6 Inhalte und Formen religiöser Erziehung
6.1 Lernort Familie
6.2 Lernort Kindertagesstätte
6.3 Lernorte Schule und Kirchengemeinde

7 Das Ziel religiöser Erziehung

8 Wie die Kinder von religiöser Erziehung profitieren können

9 Fazit

10 Literaturverzeichnis

1 Einleitung

Von Kindheit an sind junge Menschen auf ihre Eltern oder Bezugspersonen angewiesen, da sie ausreichende Zuwendung, Wärme, Schutz und eine notwendige Grundversorgung benötigen. In unserer säkularisierten Gesellschaft werden sie oft mit vielen Ideologien konfrontiert und nehmen tendenziell unreflektiert vieles an, was ihnen von Erwachsenen beigebracht wird. Viele Eltern fühlen sich unsicher, was religiöse Erziehung ihrer Kinder angeht.
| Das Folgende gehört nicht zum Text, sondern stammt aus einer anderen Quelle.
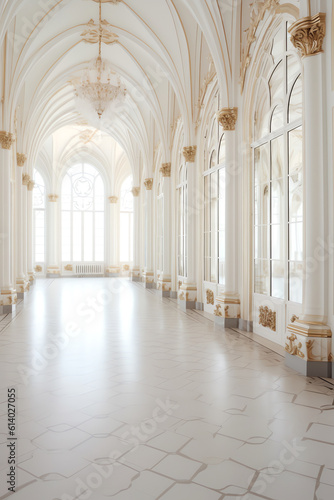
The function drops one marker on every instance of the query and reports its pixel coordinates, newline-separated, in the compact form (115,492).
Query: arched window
(39,205)
(278,173)
(214,200)
(83,222)
(126,221)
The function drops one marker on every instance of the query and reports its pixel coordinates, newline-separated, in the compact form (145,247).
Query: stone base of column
(22,288)
(8,301)
(164,285)
(135,274)
(113,271)
(53,272)
(187,296)
(227,311)
(148,279)
(309,348)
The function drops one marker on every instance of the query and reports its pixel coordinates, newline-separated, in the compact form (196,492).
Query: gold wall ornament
(21,159)
(31,185)
(148,184)
(25,179)
(293,348)
(190,153)
(308,33)
(258,11)
(267,318)
(210,298)
(53,198)
(227,117)
(166,169)
(6,140)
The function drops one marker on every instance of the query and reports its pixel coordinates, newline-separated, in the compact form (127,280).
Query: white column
(187,296)
(227,311)
(53,270)
(148,276)
(135,271)
(8,297)
(165,279)
(113,269)
(309,343)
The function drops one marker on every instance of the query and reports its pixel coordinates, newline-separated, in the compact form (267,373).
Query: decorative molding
(148,184)
(308,33)
(166,169)
(293,348)
(259,9)
(190,153)
(6,140)
(267,318)
(53,198)
(25,179)
(21,159)
(227,117)
(210,297)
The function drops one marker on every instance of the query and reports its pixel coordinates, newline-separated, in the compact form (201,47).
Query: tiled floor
(121,395)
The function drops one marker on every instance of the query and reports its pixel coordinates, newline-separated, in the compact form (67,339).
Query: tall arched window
(278,173)
(126,222)
(39,205)
(83,222)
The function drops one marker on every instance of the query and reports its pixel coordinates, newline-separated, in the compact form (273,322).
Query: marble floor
(121,395)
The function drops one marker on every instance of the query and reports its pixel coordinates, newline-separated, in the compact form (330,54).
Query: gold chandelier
(100,87)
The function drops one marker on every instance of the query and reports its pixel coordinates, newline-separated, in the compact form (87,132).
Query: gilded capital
(148,184)
(227,117)
(25,179)
(53,198)
(308,33)
(21,159)
(6,140)
(166,169)
(190,153)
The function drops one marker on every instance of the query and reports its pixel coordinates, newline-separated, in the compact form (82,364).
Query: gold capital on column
(190,153)
(25,179)
(6,140)
(227,117)
(148,184)
(308,33)
(166,169)
(53,198)
(21,159)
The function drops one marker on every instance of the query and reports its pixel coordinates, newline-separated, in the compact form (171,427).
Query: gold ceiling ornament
(21,159)
(100,87)
(148,184)
(190,153)
(166,169)
(267,318)
(6,140)
(227,117)
(25,179)
(308,33)
(53,198)
(31,185)
(259,8)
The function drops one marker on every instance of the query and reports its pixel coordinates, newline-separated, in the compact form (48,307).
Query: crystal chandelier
(100,88)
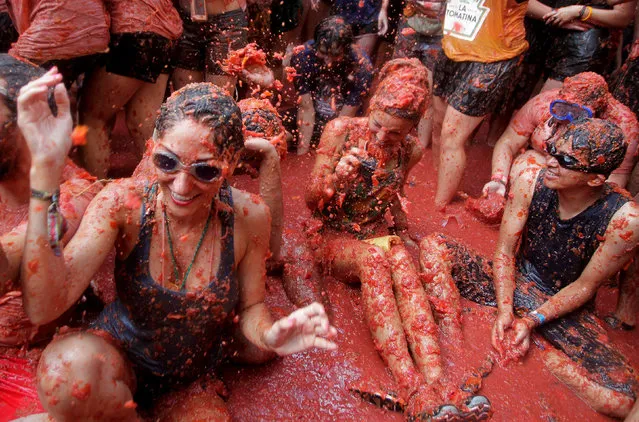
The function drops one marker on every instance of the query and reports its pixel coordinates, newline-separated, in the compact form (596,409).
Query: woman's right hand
(48,137)
(504,321)
(348,165)
(494,187)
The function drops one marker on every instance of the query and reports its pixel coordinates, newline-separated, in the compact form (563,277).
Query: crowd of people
(209,89)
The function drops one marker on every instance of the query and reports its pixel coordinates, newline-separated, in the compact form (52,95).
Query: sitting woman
(77,189)
(551,113)
(191,255)
(361,167)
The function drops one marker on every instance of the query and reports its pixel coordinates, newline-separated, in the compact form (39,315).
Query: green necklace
(176,274)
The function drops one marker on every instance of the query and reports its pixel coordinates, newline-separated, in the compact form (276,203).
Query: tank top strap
(146,222)
(227,218)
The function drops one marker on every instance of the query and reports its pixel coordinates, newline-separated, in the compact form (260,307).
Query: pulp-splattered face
(566,167)
(189,168)
(388,129)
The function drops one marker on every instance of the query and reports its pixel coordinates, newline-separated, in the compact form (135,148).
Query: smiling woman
(191,255)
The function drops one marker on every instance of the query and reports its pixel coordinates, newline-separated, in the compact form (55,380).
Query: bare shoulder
(250,209)
(121,199)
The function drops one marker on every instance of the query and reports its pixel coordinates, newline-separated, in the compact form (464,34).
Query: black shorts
(530,71)
(580,335)
(560,53)
(285,15)
(571,52)
(140,55)
(625,84)
(205,45)
(411,44)
(474,88)
(71,69)
(8,33)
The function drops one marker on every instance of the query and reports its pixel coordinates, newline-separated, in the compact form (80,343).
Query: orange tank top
(484,30)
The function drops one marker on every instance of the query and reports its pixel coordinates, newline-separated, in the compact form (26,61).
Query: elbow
(38,317)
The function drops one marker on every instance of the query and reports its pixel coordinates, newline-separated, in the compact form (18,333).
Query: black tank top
(167,333)
(370,194)
(554,252)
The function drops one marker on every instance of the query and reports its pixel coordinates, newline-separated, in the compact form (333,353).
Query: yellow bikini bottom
(385,242)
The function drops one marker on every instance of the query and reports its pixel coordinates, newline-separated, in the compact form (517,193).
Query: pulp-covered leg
(414,308)
(436,267)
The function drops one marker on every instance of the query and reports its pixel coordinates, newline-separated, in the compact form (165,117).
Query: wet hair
(333,33)
(15,73)
(260,118)
(601,141)
(588,89)
(403,89)
(208,105)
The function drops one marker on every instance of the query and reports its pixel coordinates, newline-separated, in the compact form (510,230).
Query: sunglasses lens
(164,162)
(207,173)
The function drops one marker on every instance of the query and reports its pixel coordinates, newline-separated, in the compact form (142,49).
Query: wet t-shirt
(344,84)
(484,30)
(536,113)
(59,29)
(157,16)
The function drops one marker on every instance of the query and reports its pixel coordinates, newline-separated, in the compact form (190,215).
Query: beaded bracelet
(539,318)
(56,224)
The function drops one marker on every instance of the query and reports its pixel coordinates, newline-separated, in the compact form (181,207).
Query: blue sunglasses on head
(565,111)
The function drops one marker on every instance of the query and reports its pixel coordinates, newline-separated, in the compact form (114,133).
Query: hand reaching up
(48,136)
(303,329)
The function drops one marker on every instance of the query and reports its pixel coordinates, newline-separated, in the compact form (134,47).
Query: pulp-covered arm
(270,188)
(619,16)
(612,255)
(512,226)
(323,181)
(305,123)
(305,328)
(382,19)
(52,283)
(397,210)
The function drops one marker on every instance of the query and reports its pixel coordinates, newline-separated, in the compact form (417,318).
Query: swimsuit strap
(227,258)
(146,222)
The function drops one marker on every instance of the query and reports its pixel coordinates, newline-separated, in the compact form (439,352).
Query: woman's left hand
(305,328)
(522,329)
(563,15)
(48,136)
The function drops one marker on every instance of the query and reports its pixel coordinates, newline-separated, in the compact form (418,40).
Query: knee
(374,263)
(70,376)
(432,243)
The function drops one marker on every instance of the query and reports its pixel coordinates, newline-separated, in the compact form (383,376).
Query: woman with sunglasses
(582,95)
(564,233)
(190,267)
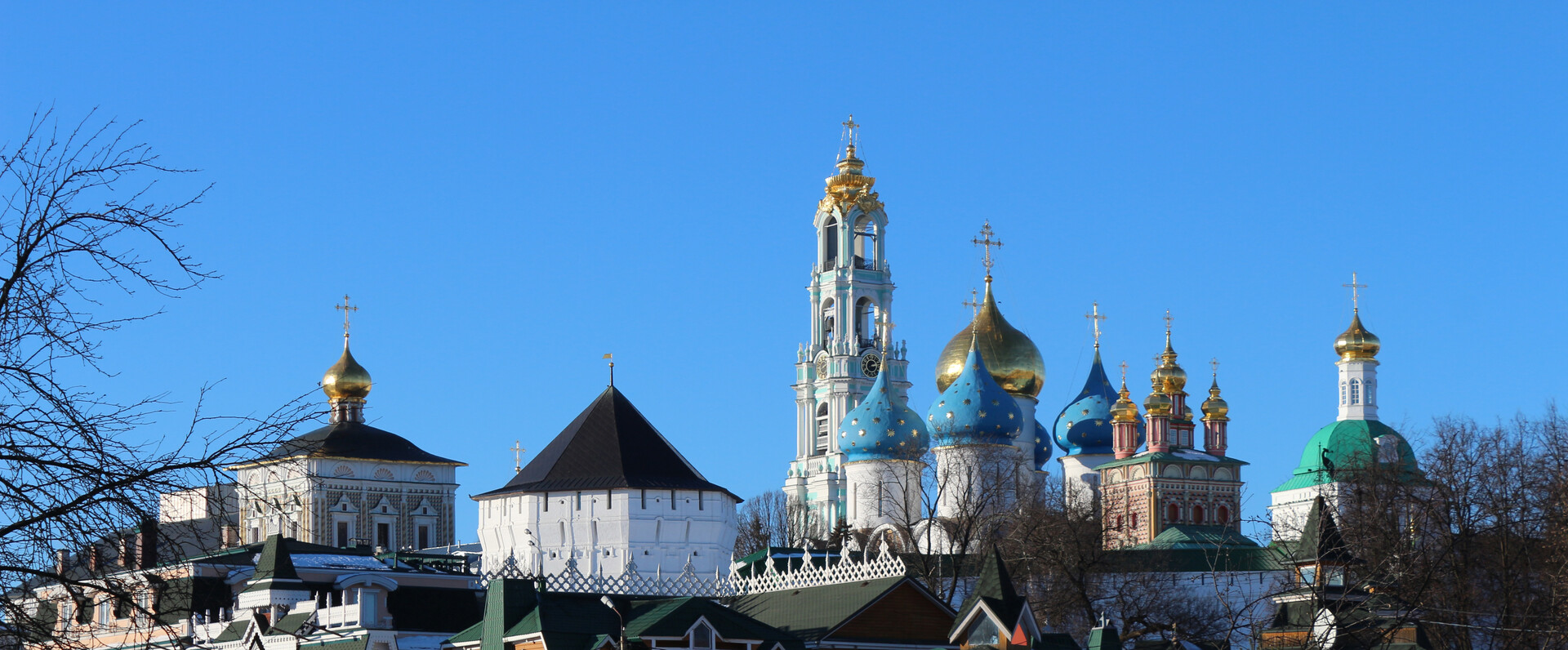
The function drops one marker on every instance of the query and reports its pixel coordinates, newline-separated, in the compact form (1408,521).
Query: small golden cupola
(1009,354)
(1355,342)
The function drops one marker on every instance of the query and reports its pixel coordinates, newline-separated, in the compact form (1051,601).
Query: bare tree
(85,225)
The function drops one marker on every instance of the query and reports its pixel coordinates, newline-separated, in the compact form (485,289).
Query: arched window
(822,430)
(866,322)
(866,243)
(830,245)
(826,322)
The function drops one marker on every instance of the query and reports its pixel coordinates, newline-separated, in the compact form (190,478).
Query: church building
(608,496)
(349,483)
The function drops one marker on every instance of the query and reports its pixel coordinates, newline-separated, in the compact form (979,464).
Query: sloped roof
(814,612)
(608,445)
(993,588)
(353,440)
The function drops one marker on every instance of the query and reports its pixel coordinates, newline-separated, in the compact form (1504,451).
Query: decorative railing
(768,578)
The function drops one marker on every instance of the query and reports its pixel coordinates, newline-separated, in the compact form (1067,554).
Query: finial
(1355,293)
(985,240)
(974,301)
(345,307)
(1095,317)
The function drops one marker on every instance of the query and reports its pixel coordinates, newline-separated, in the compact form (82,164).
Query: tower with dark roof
(608,496)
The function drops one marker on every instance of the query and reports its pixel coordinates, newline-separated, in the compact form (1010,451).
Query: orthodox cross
(1095,317)
(974,301)
(1355,292)
(345,307)
(985,240)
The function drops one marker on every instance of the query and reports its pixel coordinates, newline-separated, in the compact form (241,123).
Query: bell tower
(850,344)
Obwohl einige Eltern sich eine weltanschaulich neutrale Erziehung wünschen, da sie in der Religion oder religiöser Erziehung ihrer Kinder eine unzulässige Bevormundung sehen, sind andere Erziehungsberechtigte mit ihrem religiösen Hintergrund davon überzeugt, dass ihre Kinder auch ein Recht auf religiöse Erziehung haben sollten. Diese Überlegung leitet die vorliegende Arbeit zum Thema „Haben Kinder das Recht auf religiöse Erziehung?“

Dabei liegt der Fokus dieser Hausarbeit darauf, anhand einschlägiger Literaturrecherche den LeserInnen einen Einblick in die religiöse Kindererziehung aus der Sicht einiger Religionspädagogen aus dem deutschsprachigen Raum zu verschaffen. Zuerst werde ich den Religionsbegriff aus christlicher Sicht erklären. Danach wird ein kurzer Blick auf den historischen Hintergrund religiöser Erziehung geworfen. Im folgenden Kapitel werde ich den rechtlichen Rahmen für religiöse Erziehung darstellen, welcher bei diesem Thema ebenso ins Gewicht fällt.

Anschließend werde ich die Persönlichkeitsentwicklung nach Erikson sowie religiöses Verständnis von Kindern im Vorschulalter aufzeigen. Im Weiteren möchte ich Inhalte und Formen religiöser Erziehung schildern (ohne jedoch den Anspruch auf Vollständigkeit zu erheben), die an vier bekannten Lernorten praktiziert werden. Außerdem ist kurz auf die Hilfestellungen einzugehen, die Kinder bei ihren Lebens- und Glaubensfragen benötigen.

Zuletzt möchte ich das Ziel der religiösen Erziehung anhand der Aussagen der Religionspädagogen formulieren und dazu sieben Perspektiven nach Friedrich Schweitzer zeigen, wie Kinder von religiöser Erziehung profitieren können. Schließlich werde ich im Fazit meine persönliche Stellung zu diesem Thema beziehen.

2 Religionsbegriff

In diesem Kapitel möchte ich die Begriffe „Religion“ „Religiosität“ und „religiöse Erziehung“ definieren und mich hierbei besonders auf den letztgenannten fokussieren, der den Schwerpunkt meiner Arbeit bildet.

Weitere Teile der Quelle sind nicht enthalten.